28• Le 9 avril, les agents de maîtrise occupent les ateliers des presses et tentent de faire redémarrer les machines, pour forcer à la reprise. Les ouvriers des presses les en empêchent et déclarent que les négociations ne reprendront pas sous la menace. Ils exigent que les agents de maîtrise et le personnel de surveillance évacuent les ateliers. Une fois l’atelier évacué, les discussions reprennent entre ouvriers, direction et syndicats. Les grévistes acceptent de négocier sur la base du coefficient 160, au lieu du « 162 maxi », à condition qu’il soit garanti pour tous en cas de mutation. En fin de journée, un accord intervient entre ouvriers et direction sur cette base. La direction accepte de créer un taux horaire particulier et un nouveau coefficient – le coefficient 160 n’existait pas dans la grille de classification Renault –, garantis à tous les ouvriers des presses de Billancourt. Comme le souligne le communiqué qu’elle fait paraître à l’issue de l’entrevue, « ce taux et ce coefficient sont garantis à titre individuel […]. En outre, compte tenu du caractère spécifique du travail sur presses, ils sont également garantis en cas de prêt temporaire, quelles que soient la cause et la durée de celui-ci. Aucune mutation n’interviendra visant ce personnel par suite de fait de grève. Compte tenu du caractère spécifique du travail sur presses, en cas de mutation du fait de l’entreprise, la direction s’engage à procéder au reclassement des intéressés à niveau équivalent avec, éventuellement, recours à une action complémentaire de formation » [33]. La direction reconnaît par là implicitement le principe « à travail égal, salaire égal » pour les ouvriers des presses. À l’issue de la rencontre, les syndicats obtiennent de la direction qu’un vote à bulletin secret ait lieu le lendemain matin pour avaliser les résultats des négociations.
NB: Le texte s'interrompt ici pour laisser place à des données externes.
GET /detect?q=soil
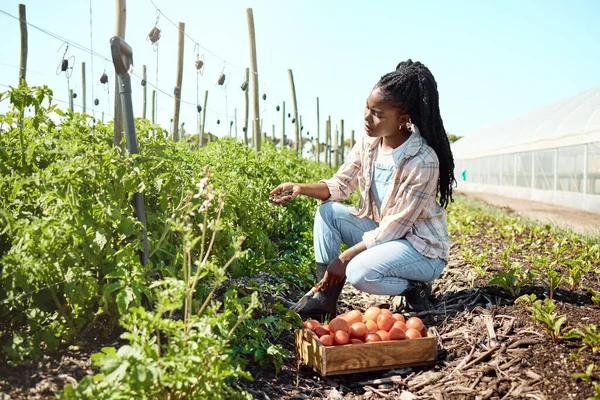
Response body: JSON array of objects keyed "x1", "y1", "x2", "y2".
[
  {"x1": 0, "y1": 192, "x2": 600, "y2": 400},
  {"x1": 456, "y1": 191, "x2": 600, "y2": 236}
]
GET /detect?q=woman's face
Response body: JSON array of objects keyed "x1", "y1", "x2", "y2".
[{"x1": 364, "y1": 87, "x2": 409, "y2": 137}]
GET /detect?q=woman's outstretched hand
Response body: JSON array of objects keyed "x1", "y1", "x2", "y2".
[
  {"x1": 269, "y1": 182, "x2": 300, "y2": 204},
  {"x1": 319, "y1": 257, "x2": 348, "y2": 290}
]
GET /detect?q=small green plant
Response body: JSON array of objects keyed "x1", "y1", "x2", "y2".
[
  {"x1": 488, "y1": 262, "x2": 533, "y2": 299},
  {"x1": 515, "y1": 294, "x2": 567, "y2": 342},
  {"x1": 562, "y1": 324, "x2": 600, "y2": 353},
  {"x1": 568, "y1": 262, "x2": 583, "y2": 291},
  {"x1": 569, "y1": 354, "x2": 594, "y2": 383},
  {"x1": 532, "y1": 255, "x2": 562, "y2": 299},
  {"x1": 585, "y1": 287, "x2": 600, "y2": 307}
]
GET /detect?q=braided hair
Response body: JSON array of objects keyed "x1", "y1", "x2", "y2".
[{"x1": 375, "y1": 59, "x2": 456, "y2": 208}]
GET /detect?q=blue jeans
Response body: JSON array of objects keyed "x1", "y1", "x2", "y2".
[{"x1": 314, "y1": 201, "x2": 446, "y2": 296}]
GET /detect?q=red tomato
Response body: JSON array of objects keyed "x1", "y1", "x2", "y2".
[
  {"x1": 319, "y1": 335, "x2": 333, "y2": 346},
  {"x1": 315, "y1": 325, "x2": 331, "y2": 337},
  {"x1": 333, "y1": 330, "x2": 350, "y2": 345},
  {"x1": 365, "y1": 333, "x2": 381, "y2": 343},
  {"x1": 404, "y1": 328, "x2": 421, "y2": 339},
  {"x1": 377, "y1": 330, "x2": 390, "y2": 342},
  {"x1": 365, "y1": 307, "x2": 381, "y2": 321},
  {"x1": 350, "y1": 322, "x2": 368, "y2": 340},
  {"x1": 329, "y1": 317, "x2": 350, "y2": 333},
  {"x1": 406, "y1": 317, "x2": 424, "y2": 332},
  {"x1": 390, "y1": 328, "x2": 406, "y2": 340},
  {"x1": 365, "y1": 319, "x2": 379, "y2": 333},
  {"x1": 377, "y1": 314, "x2": 396, "y2": 332},
  {"x1": 392, "y1": 313, "x2": 406, "y2": 322}
]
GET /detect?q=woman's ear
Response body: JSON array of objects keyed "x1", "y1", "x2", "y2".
[{"x1": 398, "y1": 112, "x2": 410, "y2": 125}]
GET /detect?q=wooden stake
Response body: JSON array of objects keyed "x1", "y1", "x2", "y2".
[
  {"x1": 244, "y1": 68, "x2": 250, "y2": 146},
  {"x1": 19, "y1": 4, "x2": 27, "y2": 85},
  {"x1": 199, "y1": 90, "x2": 208, "y2": 146},
  {"x1": 333, "y1": 125, "x2": 340, "y2": 167},
  {"x1": 288, "y1": 69, "x2": 302, "y2": 155},
  {"x1": 152, "y1": 90, "x2": 156, "y2": 124},
  {"x1": 340, "y1": 120, "x2": 345, "y2": 165},
  {"x1": 325, "y1": 116, "x2": 331, "y2": 167},
  {"x1": 142, "y1": 65, "x2": 148, "y2": 119},
  {"x1": 246, "y1": 8, "x2": 261, "y2": 151},
  {"x1": 172, "y1": 22, "x2": 185, "y2": 142},
  {"x1": 233, "y1": 108, "x2": 238, "y2": 140},
  {"x1": 315, "y1": 97, "x2": 321, "y2": 162},
  {"x1": 281, "y1": 101, "x2": 285, "y2": 149},
  {"x1": 113, "y1": 0, "x2": 127, "y2": 150},
  {"x1": 81, "y1": 63, "x2": 87, "y2": 113}
]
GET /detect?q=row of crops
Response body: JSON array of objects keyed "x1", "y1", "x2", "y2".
[{"x1": 0, "y1": 86, "x2": 331, "y2": 398}]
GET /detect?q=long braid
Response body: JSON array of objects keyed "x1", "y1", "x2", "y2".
[{"x1": 376, "y1": 59, "x2": 456, "y2": 208}]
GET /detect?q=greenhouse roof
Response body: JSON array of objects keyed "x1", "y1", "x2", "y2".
[{"x1": 452, "y1": 86, "x2": 600, "y2": 160}]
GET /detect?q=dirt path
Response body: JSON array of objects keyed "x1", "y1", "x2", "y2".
[{"x1": 456, "y1": 191, "x2": 600, "y2": 236}]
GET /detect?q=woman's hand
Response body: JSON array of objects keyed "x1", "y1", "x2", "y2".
[
  {"x1": 269, "y1": 182, "x2": 300, "y2": 204},
  {"x1": 319, "y1": 257, "x2": 348, "y2": 290}
]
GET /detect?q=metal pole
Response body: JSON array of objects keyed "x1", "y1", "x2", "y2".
[
  {"x1": 110, "y1": 36, "x2": 150, "y2": 265},
  {"x1": 172, "y1": 22, "x2": 185, "y2": 142},
  {"x1": 81, "y1": 63, "x2": 87, "y2": 113},
  {"x1": 246, "y1": 8, "x2": 261, "y2": 151},
  {"x1": 19, "y1": 4, "x2": 28, "y2": 85}
]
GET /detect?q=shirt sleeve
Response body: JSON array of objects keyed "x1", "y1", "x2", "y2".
[
  {"x1": 319, "y1": 140, "x2": 363, "y2": 201},
  {"x1": 363, "y1": 162, "x2": 439, "y2": 248}
]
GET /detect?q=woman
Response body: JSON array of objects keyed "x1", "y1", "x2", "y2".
[{"x1": 271, "y1": 60, "x2": 456, "y2": 319}]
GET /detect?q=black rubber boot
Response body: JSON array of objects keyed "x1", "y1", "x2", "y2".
[
  {"x1": 402, "y1": 281, "x2": 432, "y2": 312},
  {"x1": 292, "y1": 263, "x2": 346, "y2": 322}
]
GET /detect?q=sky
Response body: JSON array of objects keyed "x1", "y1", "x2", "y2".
[{"x1": 0, "y1": 0, "x2": 600, "y2": 150}]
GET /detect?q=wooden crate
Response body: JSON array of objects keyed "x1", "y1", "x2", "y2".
[{"x1": 295, "y1": 329, "x2": 437, "y2": 376}]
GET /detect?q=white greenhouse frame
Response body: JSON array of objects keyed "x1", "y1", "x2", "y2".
[{"x1": 452, "y1": 87, "x2": 600, "y2": 212}]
29• Le 10 avril, le vote a lieu à midi, mais tous les grévistes ne sont pas présents. Le résultat donne 107 pour la reprise, 75 contre (sur 377 ouvriers au total). La situation est confuse, quelques presses tournent dans l’après-midi et dans la nuit.

30• Le 11 avril, les presses tournent de nouveau au département 12, mais avec une forte proportion d’absents. La reprise est totale l’après-midi.

31• Le 22 mai, la direction de la Régie Renault annonce que le « système de classement du personnel os » est modifié à compter du 1er juin 1973 : « La paie au poste est supprimée : les classes de salaires (5, 6, 7, 8, etc.) n’existent plus. Le salaire sera calculé à partir d’un classement en quatre niveaux, qui seront définis par la qualification de l’emploi tenu (complexité du travail, difficulté particulière d’exécution de la tâche, etc.). Chaque niveau constitue une catégorie professionnelle distincte. […] les qualifications de manœuvre et d’ouvrier spécialisé sont supprimées. Elles sont remplacées par celle d’agent productif. » [34]

32À un niveau d’ensemble, si la cotation de poste comme principe de rémunération ne disparaît pas au sens strict [35], elle subit cependant une importante modification : ce n’est plus le poste lui-même qui définit le salaire (« la paie au poste est supprimée »), mais « l’emploi tenu » [36] – à un emploi précis (agent productif catégorie A, B, C ou qualifié) correspond un coefficient de rémunération ; la différenciation des salaires se voit ainsi réduite dans le nouveau schéma de classifications et de rémunérations. Cependant, la division entre agents productifs (anciens os) et professionnels (anciens op) demeure et donnera lieu à d’autres conflits [37]. La grève des ouvriers des presses aura cependant obligé la Régie à modifier le système de classifications et à reconnaître, pour ce qui est de l’atelier des presses proprement dit, un coefficient garanti à tous les ouvriers des presses, sans distinction [38].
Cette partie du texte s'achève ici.